Monday, 31 March 2008

Matt Damon's Body Double

It's a movie called The Informant. It stars Matt Damon and we would like you audition to be his body double.

Now there's a telephone call you just don't expect to get.

Matt Damon's body double! I exclaimed out loud. My wife, who had passed me the phone, heard this - and fell about in hysterics. She pulled herself together sufficiently to run off and tell our flatmates. I understood. Any previous celebrity comparisons have been far less flattering. From Flabio to a fat Russell Crowe.

I was tourist number 40 and felt dead smart in trousers that nearly reached my nipples and braces that held them there

For three years now I've been registered with Universal Extras - a casting agency for movie extras, or as we like to say - background artistes.

It isn't the first audition I've be asked to attend. I might have been a space pirate had it not been for a cruel twist of ginger discrimination. I was not ginger enough.

Classic 50s garb on the set of Stone of DestinySteve Cooke on the set of 'Stone of Destiny'


Director Tim Burton knocked me back thrice in the film Sweeney Todd: The Demon Barber of Fleet Street. The last time was the part of a bishop who gets his throat cut by Johnny Depp. I'm not so upset by missing this.

However luck was on my side for the feature film Stone of Destiny - which stars Robert Carlyle and is out this year. The role basically entailed dressing up in 50s garb and wandering about. I was tourist number 40 and felt dead smart in trousers that nearly reached my nipples and braces that held them there. The evening was spent on the arm of a glamorous Romanian woman. Our job was to cross the road outside Westminster Abbey. Repeatedly. The small talk was tough at times but I did find out she had a small part in a previous film - her hand. That was it. To mix things up we swapped partners and walked up and down the footpath. Repeatedly. From ten at night - until eight in the morning. The experienced background artistes bring their own shoes.

There was downtime between scenes. We got to hang out in the big blue double-decker Routemaster buses they arrange for the extras. There was also a mobile kitchen that provided hot meals. I got to meet some real characters - from a former maritime lawyer to a historical battle reenactment buff. People you wouldn't normally have a chance to meet. However the most memorable moment came once the shoot had finished. I spent the night swooning next to a Grace Kelly look-alike only for her to turn in to Little Britain's Vicky Pollard come home-time. Complete with pink nylon tracksuit and pineapple top ponytail. The shock was comparable to the twist in the The Crying Game.
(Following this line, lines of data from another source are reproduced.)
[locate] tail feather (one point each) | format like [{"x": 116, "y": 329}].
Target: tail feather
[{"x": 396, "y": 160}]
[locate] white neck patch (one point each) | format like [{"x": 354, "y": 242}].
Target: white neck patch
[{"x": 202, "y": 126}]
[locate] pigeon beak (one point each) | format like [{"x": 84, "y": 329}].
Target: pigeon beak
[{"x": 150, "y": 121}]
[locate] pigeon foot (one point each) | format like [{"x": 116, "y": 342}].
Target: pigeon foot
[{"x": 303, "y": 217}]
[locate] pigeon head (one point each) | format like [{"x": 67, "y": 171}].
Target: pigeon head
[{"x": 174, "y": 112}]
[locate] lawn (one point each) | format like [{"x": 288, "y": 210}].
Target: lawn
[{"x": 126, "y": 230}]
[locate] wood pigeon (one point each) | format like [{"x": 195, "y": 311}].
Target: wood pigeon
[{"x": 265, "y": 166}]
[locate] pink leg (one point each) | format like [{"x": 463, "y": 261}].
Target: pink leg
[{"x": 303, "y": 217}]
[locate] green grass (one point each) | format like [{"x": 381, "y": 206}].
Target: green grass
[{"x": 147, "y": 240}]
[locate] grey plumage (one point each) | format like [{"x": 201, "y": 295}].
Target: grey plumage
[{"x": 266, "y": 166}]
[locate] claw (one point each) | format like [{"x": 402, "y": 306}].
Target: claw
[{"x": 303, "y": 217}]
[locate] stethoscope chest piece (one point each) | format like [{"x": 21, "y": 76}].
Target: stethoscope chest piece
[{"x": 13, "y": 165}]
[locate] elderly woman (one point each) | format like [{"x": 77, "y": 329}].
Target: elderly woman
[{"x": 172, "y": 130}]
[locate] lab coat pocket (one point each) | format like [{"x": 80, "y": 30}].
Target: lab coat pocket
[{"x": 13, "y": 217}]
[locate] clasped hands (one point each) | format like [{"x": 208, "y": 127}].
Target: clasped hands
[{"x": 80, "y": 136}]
For the filming and attending a costume fitting in Hendon - I got paid £150.00. They also gave me a retro 50's haircut - then paid me £30.00 for the pleasure.

I had an acting life of sorts before Universal Extras.
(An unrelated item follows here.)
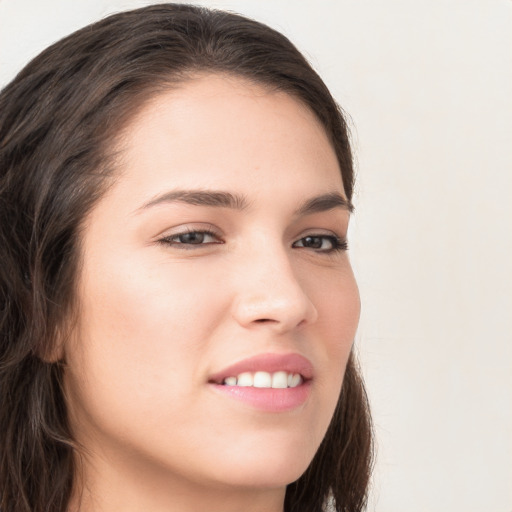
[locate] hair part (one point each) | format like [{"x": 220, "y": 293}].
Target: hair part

In 1995 I was one of three contestants on Blind Date with Cilla Black. I can't watch the episode without cringing and holding my face in my hands. When asked: If you could be a female profession - what would you be and why? My answer was: I'd be your babysitter so I could give you a good night kiss you'll never forget. Or something to that effect. I've tried to block it out. This is therapy of sorts. In my defence - you get less than an hour to think of your answers.
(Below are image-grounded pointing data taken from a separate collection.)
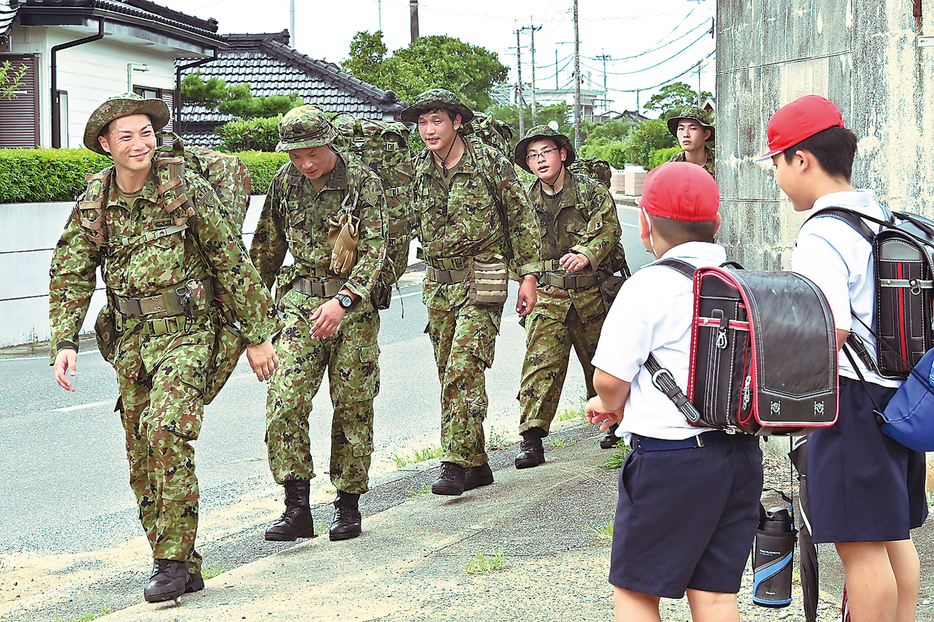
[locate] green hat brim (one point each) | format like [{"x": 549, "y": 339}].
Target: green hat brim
[
  {"x": 560, "y": 140},
  {"x": 156, "y": 109},
  {"x": 673, "y": 126}
]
I was much better at the audition. When asked: What movie would you be and why? I said: I'll be Apollo 13 - because I'll take you to heaven and back...

Hard on the heels of Blind Date - an American friend reported that she saw my mate Jeff and I on an Episode of late-night TV show Eurotrash. We were at the Munich Bierfest. Possibly playing Twister in the bierhalls.

My acting career stalled until 2002. I was sitting in a pub when a casting crew asked to take my photo for an advertisement. They called my a few weeks later to come in for an audition. I think it was for pot noodle. Unfortunately I had just started a new job and couldn't make it.

I saw the ad on TV some time later. Police kick in the front-door of a flat to find an unshaven overweight man covered in food lying on a sofa surrounded by empty containers. At the time it would have required very little acting on my behalf. I was already in character.

With Matt Damon - it is an entirely different proposition. If I get the part - let's hope the CGI is up to scratch.